Solutions 01 - 12

Solution 01

This is a case of updating the elasticsearch.yml and jvm.options files.

In elasticsearch/config/elasticsearch.yml, these two properties need to be configured:

  • cluster.name: lab-cluster
  • node.name: node01

The heap size setting needs two changes in elasticsearch/config/jvm.options:

  • -Xms2g
  • -Xmx2g

Elasticsearch can then be started by changing to the directory containing the Elasticsearch distribution and running bin/elasticsearch.

Elasticsearch configuration notes

This solution assumes you’re running Elasticsearch from the command line in this lab environment. In production systems, however, the configuration files can be elsewhere, depending on how Elasticsearch is being run and the operating system being used. The documentation does a good job of describing where the files can live and how to modify them.

Environment variables can be very useful in an Elasticsearch configuration. node.name could have a value of ${NODE_NAME} that we give a value of node01.

Solution 02

You need to configure the elasticsearch.hosts property in kibana/config/kibana.yml with the REST endpoint of your Elasticsearch node:

elasticsearch.hosts: ["http://localhost:9200"]

Solution 03

Simply follow the instructions and you’ll have the data loaded into the cluster.

Solution 04

The _cat API is ideal for tasks like this. It provides details on many cluster and index settings and gives a response in human readable format.

Index data can be fetched from _cat/indices. The data can be filtered to a specific index by adding an index name, using an optional wildcard, to the end of the URL. The attributes in the response can also be filtered by using the h component of the query string. The attributes in the response will be in the order you ask for them. Headers can be included by adding the v component.

GET _cat/indices/olympic-events?v&h=index,health,docs.count,pri.store.size

Solution 05

The clue is in the question text!
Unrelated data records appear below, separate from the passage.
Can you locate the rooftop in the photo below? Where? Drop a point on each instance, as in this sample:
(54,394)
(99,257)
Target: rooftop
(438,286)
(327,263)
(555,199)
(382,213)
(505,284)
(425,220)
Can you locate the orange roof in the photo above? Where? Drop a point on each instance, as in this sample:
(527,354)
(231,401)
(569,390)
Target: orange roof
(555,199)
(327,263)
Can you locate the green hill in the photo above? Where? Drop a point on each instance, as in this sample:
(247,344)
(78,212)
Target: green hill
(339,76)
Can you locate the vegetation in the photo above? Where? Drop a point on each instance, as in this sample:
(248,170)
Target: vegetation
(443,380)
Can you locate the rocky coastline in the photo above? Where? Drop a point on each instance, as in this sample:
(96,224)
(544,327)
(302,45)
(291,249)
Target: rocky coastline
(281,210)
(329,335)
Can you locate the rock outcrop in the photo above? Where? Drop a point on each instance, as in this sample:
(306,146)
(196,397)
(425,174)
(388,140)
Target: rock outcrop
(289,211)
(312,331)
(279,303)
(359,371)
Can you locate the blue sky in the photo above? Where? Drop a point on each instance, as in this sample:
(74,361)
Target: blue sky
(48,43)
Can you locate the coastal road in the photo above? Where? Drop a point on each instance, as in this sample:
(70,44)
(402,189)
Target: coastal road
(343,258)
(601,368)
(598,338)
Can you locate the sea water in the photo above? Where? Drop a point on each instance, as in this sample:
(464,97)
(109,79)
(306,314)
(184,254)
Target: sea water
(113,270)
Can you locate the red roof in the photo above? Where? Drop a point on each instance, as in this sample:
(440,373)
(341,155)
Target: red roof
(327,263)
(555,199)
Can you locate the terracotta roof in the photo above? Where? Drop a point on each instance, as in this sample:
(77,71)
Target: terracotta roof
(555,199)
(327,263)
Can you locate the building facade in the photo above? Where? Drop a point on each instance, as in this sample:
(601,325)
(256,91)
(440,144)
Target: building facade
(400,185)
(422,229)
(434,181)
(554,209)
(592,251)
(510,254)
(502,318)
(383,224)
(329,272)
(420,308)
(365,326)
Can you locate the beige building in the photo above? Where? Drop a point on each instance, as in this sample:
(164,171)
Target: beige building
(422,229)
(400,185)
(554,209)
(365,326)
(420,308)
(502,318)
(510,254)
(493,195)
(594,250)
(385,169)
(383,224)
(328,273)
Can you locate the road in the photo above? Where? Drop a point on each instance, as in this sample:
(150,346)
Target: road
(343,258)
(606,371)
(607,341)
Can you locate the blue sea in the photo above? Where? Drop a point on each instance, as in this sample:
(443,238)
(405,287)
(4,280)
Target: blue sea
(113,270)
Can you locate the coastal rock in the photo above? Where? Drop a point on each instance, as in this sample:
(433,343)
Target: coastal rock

The explain API will provide this information:

GET _cluster/allocation/explain

This call will explain the reason for the yellow index status. It provides plenty of information about the index, shard, and state causing the problem, as well as an explanation:

"explanation" : "the shard cannot be allocated to the same node on which a copy of the shard already exists [[olympic-events][0], node[07lbZT6ORAi99ewhrplKnA], [P], s[STARTED], a[id=dyKLbCNIR6Ke01knDeWbjQ]]"

Solution 06

The problem is that, by default, Elasticsearch will create a new index with 1 primary shard and 1 replica shard. We only have one node in the cluster and a replica shard can’t be assigned to the same node as its primary. This results in the replica shard becoming unassigned and the index (and therefore, cluster) going into a yellow status.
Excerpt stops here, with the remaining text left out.